Schizoaffective Personality Disorder seems less likely as there is more focus on manic or unstable mood, and more focus on perceptual distortion. Unless the doctor took into account the scene (with the admitting doctor) in which I was admitted to the emergency room. I was crying uncontrollably at that time, after having been taken to the hospital by the police - and this was an extremely rare occurrence which had resulted from the way this was done by my father. I had on a few occasions tried to discuss the situation with him, saying I would go voluntarily to a hospital if he worked out the details, but he just one day let me know I had 5 minutes because the police were on the way. In comparison, I would have seemed calm/stable when the psychiatrist spoke to me. However, another factor may have been that at that time I did occasionally experience 'highs' when dancing - I don't know if I discussed that with him. I did very strongly feel that I hadn't had enough time to explain anything in enough detail. If it seemed that I was delusional or experiencing perceptual distortions, the doctor might have had a different opinion if he had talked to me longer.

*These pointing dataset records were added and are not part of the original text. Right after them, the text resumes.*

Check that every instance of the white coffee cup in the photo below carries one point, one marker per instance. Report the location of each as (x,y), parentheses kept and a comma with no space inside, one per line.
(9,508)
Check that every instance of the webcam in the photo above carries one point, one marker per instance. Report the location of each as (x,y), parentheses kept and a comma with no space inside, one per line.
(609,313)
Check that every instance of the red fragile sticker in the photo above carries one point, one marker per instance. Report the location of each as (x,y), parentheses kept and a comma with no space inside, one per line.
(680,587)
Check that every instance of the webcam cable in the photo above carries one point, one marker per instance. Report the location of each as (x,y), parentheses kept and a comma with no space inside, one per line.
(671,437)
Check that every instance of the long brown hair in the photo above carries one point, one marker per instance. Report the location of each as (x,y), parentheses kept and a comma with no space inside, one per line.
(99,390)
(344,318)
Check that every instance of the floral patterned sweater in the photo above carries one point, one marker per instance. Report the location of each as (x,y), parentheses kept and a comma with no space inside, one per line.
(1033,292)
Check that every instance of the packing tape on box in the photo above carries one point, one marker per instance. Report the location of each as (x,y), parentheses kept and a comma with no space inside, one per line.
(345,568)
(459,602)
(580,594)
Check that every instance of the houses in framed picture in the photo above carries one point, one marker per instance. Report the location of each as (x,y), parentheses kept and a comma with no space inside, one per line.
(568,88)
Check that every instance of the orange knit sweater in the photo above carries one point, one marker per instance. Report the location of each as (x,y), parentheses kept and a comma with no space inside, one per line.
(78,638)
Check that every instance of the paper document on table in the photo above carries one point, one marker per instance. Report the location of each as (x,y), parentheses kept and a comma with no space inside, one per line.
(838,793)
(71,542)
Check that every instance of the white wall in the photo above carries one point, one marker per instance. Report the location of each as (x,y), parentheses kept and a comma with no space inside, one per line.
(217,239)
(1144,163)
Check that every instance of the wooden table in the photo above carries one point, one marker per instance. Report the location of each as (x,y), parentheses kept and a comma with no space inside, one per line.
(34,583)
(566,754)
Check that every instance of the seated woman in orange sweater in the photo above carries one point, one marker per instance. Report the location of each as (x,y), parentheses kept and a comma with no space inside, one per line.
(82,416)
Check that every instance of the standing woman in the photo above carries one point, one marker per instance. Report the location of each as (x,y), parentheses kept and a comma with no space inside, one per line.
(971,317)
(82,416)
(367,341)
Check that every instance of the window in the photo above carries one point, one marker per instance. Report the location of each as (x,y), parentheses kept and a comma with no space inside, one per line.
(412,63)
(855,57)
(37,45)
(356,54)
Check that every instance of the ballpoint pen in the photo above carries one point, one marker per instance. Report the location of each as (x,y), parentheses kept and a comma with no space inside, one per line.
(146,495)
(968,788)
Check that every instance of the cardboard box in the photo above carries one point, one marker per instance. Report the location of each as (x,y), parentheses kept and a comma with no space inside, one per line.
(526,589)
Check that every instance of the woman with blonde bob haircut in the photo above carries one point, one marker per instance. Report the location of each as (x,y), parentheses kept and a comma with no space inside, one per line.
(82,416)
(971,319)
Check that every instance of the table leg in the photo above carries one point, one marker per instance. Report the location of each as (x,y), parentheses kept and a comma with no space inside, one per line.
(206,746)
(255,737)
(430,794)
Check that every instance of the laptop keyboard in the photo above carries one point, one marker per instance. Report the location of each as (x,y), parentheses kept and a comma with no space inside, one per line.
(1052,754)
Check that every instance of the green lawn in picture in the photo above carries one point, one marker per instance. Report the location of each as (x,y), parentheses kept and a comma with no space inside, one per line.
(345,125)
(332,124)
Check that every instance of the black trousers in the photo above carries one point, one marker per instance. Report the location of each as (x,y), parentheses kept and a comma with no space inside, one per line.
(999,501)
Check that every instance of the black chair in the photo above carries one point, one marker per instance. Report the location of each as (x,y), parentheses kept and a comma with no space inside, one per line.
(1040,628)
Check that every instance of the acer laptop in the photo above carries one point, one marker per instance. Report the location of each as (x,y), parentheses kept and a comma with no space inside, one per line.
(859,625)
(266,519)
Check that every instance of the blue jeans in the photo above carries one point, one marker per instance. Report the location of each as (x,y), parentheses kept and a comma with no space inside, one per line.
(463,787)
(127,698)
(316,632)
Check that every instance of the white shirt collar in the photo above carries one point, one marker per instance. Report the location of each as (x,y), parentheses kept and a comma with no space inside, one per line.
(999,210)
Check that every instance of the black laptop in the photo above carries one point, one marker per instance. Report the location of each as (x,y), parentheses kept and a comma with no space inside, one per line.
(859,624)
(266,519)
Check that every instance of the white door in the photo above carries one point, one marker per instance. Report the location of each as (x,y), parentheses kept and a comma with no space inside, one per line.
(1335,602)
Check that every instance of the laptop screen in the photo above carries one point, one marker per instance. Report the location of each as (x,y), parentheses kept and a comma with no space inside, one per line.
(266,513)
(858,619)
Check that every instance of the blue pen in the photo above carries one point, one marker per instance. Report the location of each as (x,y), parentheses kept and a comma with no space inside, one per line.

OK, basically I am stabbing in the dark, because I was not allowed to know the diagnosis. In each of the three diagnoses above, I want to know what would have led the doctor to think the criteria fit me. I feel as if an attack has been made on my identity and personal integrity. The doctor would not discuss the diagnosis with me. He would not tell me what meds he was prescribing, or why. He did at one point try to put me in my place by saying that he was the doctor here, and in effect, who did I think I was to question him? And when I refused treatment, which as far as I could see only consisted of hospitalization and the taking of meds which I was not allowed to know the name or effects of, he actually called me "stupid". And I wonder, did he think that if I tried to tell anyone, they would never believe me?